Kabanının altından kazağını sıyırıp saatine baktı. Nerede kaldı bu Orhan Bey, tam da gecikecek günü buldu, diye söylendi. Hava hem soğuk hem karanlıkken beklemek canını sıkıyordu. Biraz ısınmak için sokağın başına kadar yürümeye karar verdi. Sokak kalabalıktı; okula gidenler, durakta otobüs bekleyenler, köpek gezdirenler karanlığa rağmen dışarıdaydı. Herkesin işi gücü var tabii, hava aydınlanmasa da çıkacak mecburen, diye düşündü. Daha fazla bu konulara dalıp sinirini bozmamak için güzel şeyler geçirmeye çalıştı aklından. Bulamadı.
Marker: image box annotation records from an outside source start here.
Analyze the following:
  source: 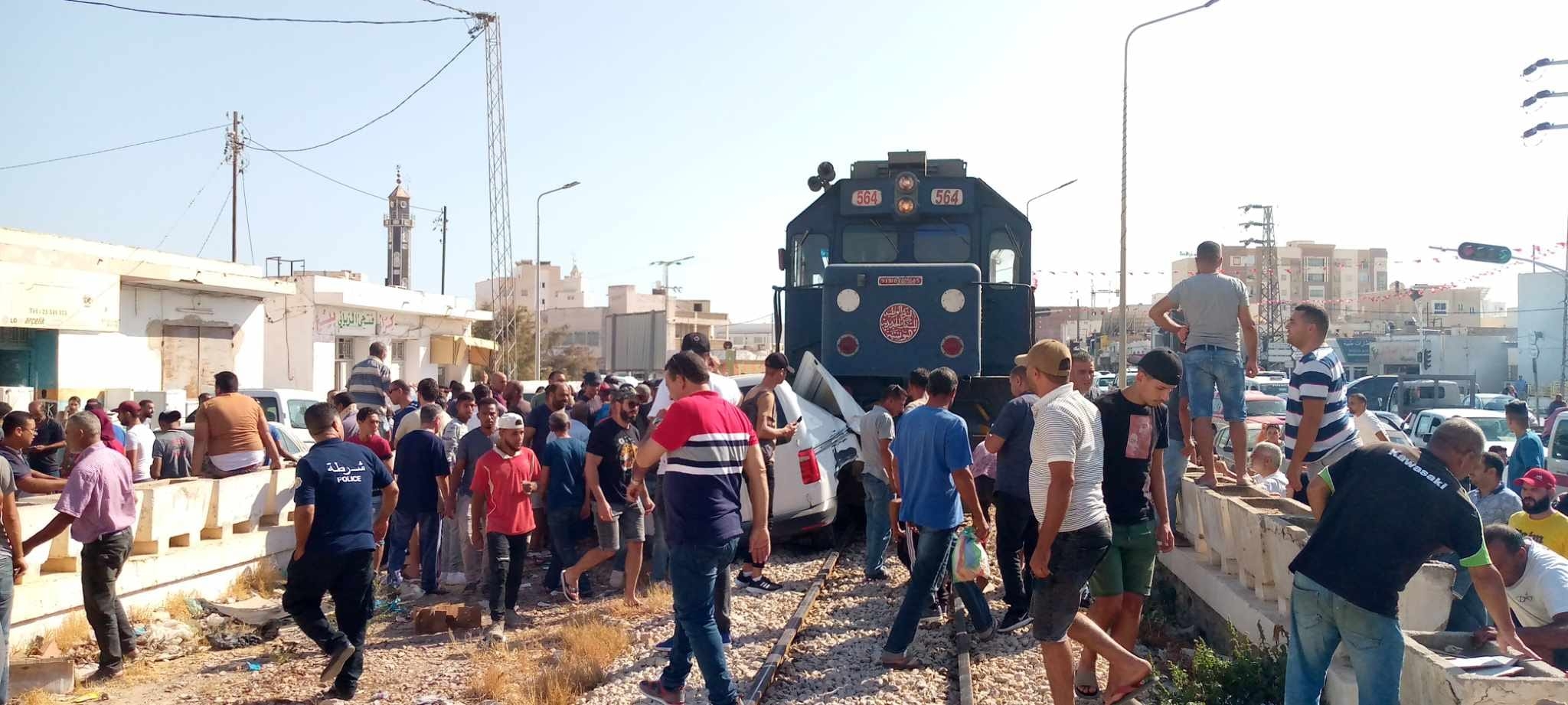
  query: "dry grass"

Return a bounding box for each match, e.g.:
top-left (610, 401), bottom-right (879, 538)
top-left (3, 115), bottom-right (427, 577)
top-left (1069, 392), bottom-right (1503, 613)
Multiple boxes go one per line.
top-left (470, 612), bottom-right (630, 705)
top-left (42, 612), bottom-right (93, 651)
top-left (223, 558), bottom-right (284, 602)
top-left (15, 687), bottom-right (55, 705)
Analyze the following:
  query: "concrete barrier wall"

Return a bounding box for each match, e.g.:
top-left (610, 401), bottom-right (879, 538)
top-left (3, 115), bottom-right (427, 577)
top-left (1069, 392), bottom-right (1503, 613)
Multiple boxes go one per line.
top-left (11, 468), bottom-right (295, 648)
top-left (1161, 476), bottom-right (1568, 705)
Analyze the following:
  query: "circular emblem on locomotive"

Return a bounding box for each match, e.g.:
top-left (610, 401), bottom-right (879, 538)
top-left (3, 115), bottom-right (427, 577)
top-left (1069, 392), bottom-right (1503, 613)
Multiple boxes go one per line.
top-left (877, 304), bottom-right (920, 344)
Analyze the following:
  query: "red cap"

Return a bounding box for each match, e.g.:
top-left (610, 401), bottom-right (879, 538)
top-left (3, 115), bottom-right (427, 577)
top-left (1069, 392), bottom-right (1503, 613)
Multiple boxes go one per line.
top-left (1513, 467), bottom-right (1557, 491)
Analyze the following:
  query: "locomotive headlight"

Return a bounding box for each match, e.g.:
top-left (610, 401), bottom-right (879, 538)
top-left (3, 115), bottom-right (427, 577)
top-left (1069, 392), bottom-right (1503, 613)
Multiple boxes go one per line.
top-left (942, 289), bottom-right (965, 313)
top-left (838, 289), bottom-right (861, 313)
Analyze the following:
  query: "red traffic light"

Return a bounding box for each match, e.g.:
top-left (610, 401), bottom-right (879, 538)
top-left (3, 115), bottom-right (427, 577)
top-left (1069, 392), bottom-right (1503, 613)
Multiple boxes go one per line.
top-left (1455, 243), bottom-right (1513, 265)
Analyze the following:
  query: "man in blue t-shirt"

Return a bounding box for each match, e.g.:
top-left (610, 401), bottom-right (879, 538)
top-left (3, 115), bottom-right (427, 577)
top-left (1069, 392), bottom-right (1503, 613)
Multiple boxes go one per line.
top-left (881, 367), bottom-right (995, 669)
top-left (283, 403), bottom-right (398, 700)
top-left (1502, 401), bottom-right (1546, 488)
top-left (383, 404), bottom-right (455, 596)
top-left (540, 412), bottom-right (593, 597)
top-left (985, 365), bottom-right (1040, 633)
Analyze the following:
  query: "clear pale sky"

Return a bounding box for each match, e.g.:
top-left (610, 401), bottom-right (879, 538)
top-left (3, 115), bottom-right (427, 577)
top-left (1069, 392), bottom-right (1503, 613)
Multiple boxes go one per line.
top-left (0, 0), bottom-right (1568, 321)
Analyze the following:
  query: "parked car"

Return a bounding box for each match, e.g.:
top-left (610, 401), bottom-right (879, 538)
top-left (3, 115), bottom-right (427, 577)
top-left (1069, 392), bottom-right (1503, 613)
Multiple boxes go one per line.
top-left (1410, 409), bottom-right (1516, 452)
top-left (1460, 395), bottom-right (1541, 428)
top-left (732, 353), bottom-right (864, 542)
top-left (1214, 390), bottom-right (1284, 425)
top-left (240, 389), bottom-right (323, 452)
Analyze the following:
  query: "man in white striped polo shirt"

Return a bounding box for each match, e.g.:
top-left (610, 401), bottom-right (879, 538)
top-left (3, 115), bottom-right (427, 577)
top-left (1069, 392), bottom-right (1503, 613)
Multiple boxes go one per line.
top-left (1284, 304), bottom-right (1361, 501)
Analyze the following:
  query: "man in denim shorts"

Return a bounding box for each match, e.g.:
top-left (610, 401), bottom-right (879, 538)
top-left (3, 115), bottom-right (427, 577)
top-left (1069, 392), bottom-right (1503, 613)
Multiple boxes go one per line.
top-left (1149, 241), bottom-right (1257, 488)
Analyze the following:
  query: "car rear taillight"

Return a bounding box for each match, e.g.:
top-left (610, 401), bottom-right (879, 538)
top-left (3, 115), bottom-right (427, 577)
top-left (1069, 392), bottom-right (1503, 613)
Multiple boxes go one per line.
top-left (942, 335), bottom-right (965, 357)
top-left (798, 448), bottom-right (822, 484)
top-left (839, 334), bottom-right (861, 357)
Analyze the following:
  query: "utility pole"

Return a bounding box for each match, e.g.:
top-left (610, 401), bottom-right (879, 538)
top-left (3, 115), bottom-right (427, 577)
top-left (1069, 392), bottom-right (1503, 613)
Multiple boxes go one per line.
top-left (229, 111), bottom-right (244, 262)
top-left (440, 205), bottom-right (447, 293)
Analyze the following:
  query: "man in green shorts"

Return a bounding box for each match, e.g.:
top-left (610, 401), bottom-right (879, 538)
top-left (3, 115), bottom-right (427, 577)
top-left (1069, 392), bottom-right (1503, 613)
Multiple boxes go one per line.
top-left (1073, 348), bottom-right (1181, 697)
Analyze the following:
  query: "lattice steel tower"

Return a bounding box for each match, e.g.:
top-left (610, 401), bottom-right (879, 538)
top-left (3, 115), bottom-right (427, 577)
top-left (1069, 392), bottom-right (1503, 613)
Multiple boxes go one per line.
top-left (469, 12), bottom-right (518, 373)
top-left (1240, 204), bottom-right (1291, 365)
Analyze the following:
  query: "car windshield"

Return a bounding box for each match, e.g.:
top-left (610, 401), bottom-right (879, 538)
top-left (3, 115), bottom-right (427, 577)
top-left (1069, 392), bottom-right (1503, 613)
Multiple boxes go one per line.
top-left (1214, 395), bottom-right (1284, 416)
top-left (1465, 416), bottom-right (1514, 440)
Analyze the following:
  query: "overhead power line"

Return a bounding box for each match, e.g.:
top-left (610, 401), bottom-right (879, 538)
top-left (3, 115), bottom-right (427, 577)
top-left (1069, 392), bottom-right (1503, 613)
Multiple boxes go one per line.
top-left (241, 31), bottom-right (480, 152)
top-left (64, 0), bottom-right (469, 25)
top-left (244, 135), bottom-right (440, 213)
top-left (0, 122), bottom-right (229, 171)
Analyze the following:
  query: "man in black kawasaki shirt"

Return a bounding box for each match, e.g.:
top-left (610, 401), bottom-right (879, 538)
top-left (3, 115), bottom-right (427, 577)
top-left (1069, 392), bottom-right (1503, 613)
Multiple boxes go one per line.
top-left (1284, 416), bottom-right (1535, 705)
top-left (1073, 348), bottom-right (1181, 697)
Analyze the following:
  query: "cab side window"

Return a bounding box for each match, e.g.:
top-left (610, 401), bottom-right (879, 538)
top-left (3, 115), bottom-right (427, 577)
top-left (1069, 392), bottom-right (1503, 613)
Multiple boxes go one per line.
top-left (986, 229), bottom-right (1022, 283)
top-left (795, 232), bottom-right (828, 287)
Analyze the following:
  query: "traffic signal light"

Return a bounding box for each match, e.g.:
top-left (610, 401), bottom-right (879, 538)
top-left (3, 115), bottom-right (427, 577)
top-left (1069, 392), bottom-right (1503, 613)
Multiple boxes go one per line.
top-left (1457, 243), bottom-right (1513, 265)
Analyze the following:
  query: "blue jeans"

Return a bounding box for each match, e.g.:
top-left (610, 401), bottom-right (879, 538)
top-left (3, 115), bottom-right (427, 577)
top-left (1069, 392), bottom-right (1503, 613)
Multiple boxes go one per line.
top-left (1155, 432), bottom-right (1197, 526)
top-left (544, 506), bottom-right (593, 597)
top-left (658, 539), bottom-right (740, 705)
top-left (883, 527), bottom-right (995, 657)
top-left (1284, 573), bottom-right (1405, 705)
top-left (387, 509), bottom-right (440, 592)
top-left (1181, 344), bottom-right (1246, 422)
top-left (0, 553), bottom-right (15, 702)
top-left (861, 473), bottom-right (892, 576)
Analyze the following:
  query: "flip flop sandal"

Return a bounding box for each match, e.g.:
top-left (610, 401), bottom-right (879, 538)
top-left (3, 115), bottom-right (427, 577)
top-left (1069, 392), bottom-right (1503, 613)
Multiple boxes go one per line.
top-left (1073, 671), bottom-right (1099, 697)
top-left (1106, 675), bottom-right (1152, 705)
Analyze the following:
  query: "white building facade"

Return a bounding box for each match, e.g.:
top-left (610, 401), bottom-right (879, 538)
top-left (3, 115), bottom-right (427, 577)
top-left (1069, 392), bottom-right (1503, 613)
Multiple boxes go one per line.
top-left (265, 273), bottom-right (494, 398)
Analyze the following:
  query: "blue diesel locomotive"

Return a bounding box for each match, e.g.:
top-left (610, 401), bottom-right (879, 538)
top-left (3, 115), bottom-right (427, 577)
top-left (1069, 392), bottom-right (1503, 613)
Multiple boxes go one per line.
top-left (773, 152), bottom-right (1034, 436)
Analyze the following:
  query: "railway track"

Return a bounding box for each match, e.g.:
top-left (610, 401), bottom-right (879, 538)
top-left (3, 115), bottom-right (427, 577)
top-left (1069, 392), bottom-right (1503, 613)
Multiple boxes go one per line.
top-left (742, 550), bottom-right (974, 705)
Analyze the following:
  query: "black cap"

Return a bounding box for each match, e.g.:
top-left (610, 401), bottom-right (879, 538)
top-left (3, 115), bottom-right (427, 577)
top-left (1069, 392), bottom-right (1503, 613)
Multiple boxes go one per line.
top-left (1138, 348), bottom-right (1181, 384)
top-left (681, 332), bottom-right (712, 356)
top-left (762, 353), bottom-right (795, 374)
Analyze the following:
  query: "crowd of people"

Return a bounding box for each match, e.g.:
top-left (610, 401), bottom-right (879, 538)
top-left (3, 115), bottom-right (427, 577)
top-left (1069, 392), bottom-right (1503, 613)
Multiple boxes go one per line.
top-left (0, 243), bottom-right (1568, 705)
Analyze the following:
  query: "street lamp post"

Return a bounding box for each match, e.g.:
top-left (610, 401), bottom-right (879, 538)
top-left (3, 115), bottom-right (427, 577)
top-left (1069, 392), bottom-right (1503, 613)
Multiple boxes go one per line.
top-left (1024, 178), bottom-right (1077, 221)
top-left (1116, 0), bottom-right (1220, 380)
top-left (533, 181), bottom-right (582, 380)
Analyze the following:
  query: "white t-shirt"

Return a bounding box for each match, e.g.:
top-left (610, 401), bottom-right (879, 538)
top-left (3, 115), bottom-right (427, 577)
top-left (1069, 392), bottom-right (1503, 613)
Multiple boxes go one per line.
top-left (1257, 472), bottom-right (1291, 497)
top-left (126, 423), bottom-right (157, 482)
top-left (1507, 540), bottom-right (1568, 627)
top-left (1350, 412), bottom-right (1383, 445)
top-left (1028, 384), bottom-right (1109, 531)
top-left (648, 371), bottom-right (740, 418)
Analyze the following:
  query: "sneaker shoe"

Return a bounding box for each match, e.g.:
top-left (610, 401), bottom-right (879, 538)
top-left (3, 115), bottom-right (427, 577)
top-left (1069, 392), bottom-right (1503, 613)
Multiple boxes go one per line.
top-left (995, 608), bottom-right (1035, 635)
top-left (322, 644), bottom-right (354, 684)
top-left (740, 573), bottom-right (784, 596)
top-left (636, 680), bottom-right (685, 705)
top-left (654, 633), bottom-right (729, 653)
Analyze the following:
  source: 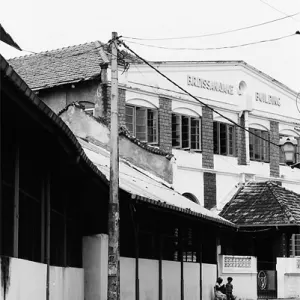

Sonra Emre geldi aklına. Pazar sabahı sahilde koşarken fark etmeyip üzerine bastığı köpek pisliğini ayakkabısından temizlemeye çalışırken rastladığı, okuldaki en büyük platonik aşkı Emre. Aradan onca yıl geçtikten sonra karşılaştıkları gün kaderin bir cilvesi olmalıydı. Saçı başı dağınık, terli ve parmaklarına bok kokusu sinmiş bir haldeydi onu gördüğünde. Şaşkın ve heyecanlı, ne diyeceğini ne konuşacağını bilememişti. Emre hâlâ ve hep yakışıklıydı. Londra’ya yerleşmiş, bir bankada çalışıyormuş, yılbaşı için gelmiş. Hiçbir şey tesadüf değil, karşılaşmamızın mutlaka bir anlamı vardır, diye düşünmüştü onunla konuşurken. Mert Bey’den, aydınlanmayan sabahlardan, birbirinin aynı renksiz günlerden kurtulmak için istifa edip herkes gibi yurtdışına gitmeyi, şansını oralarda denemeyi ne zamandır aklından geçiriyordu. Bu rastlantı yukarılardan gelen bir işaret olabilir miydi? Emre’yle burada kuramadığı ilişkiyi orada kurmak mümkün olur muydu? Bambaşka bir yerde, farklı bir dilin konuşulduğu ülkede?
Bu ihtimali düşünmek bile kalbini hızlandırdı, yanaklarına ateş bastı. Hafta sonu bu işe hemen el atmalı, imkânları araştırmalıyım diye karar verdi, kendinden emin. Adımlarını sıklaştırıp durağa gitti. Uzaktan itfaiye sesi geliyordu. Servis hâlâ görünürlerde yoktu.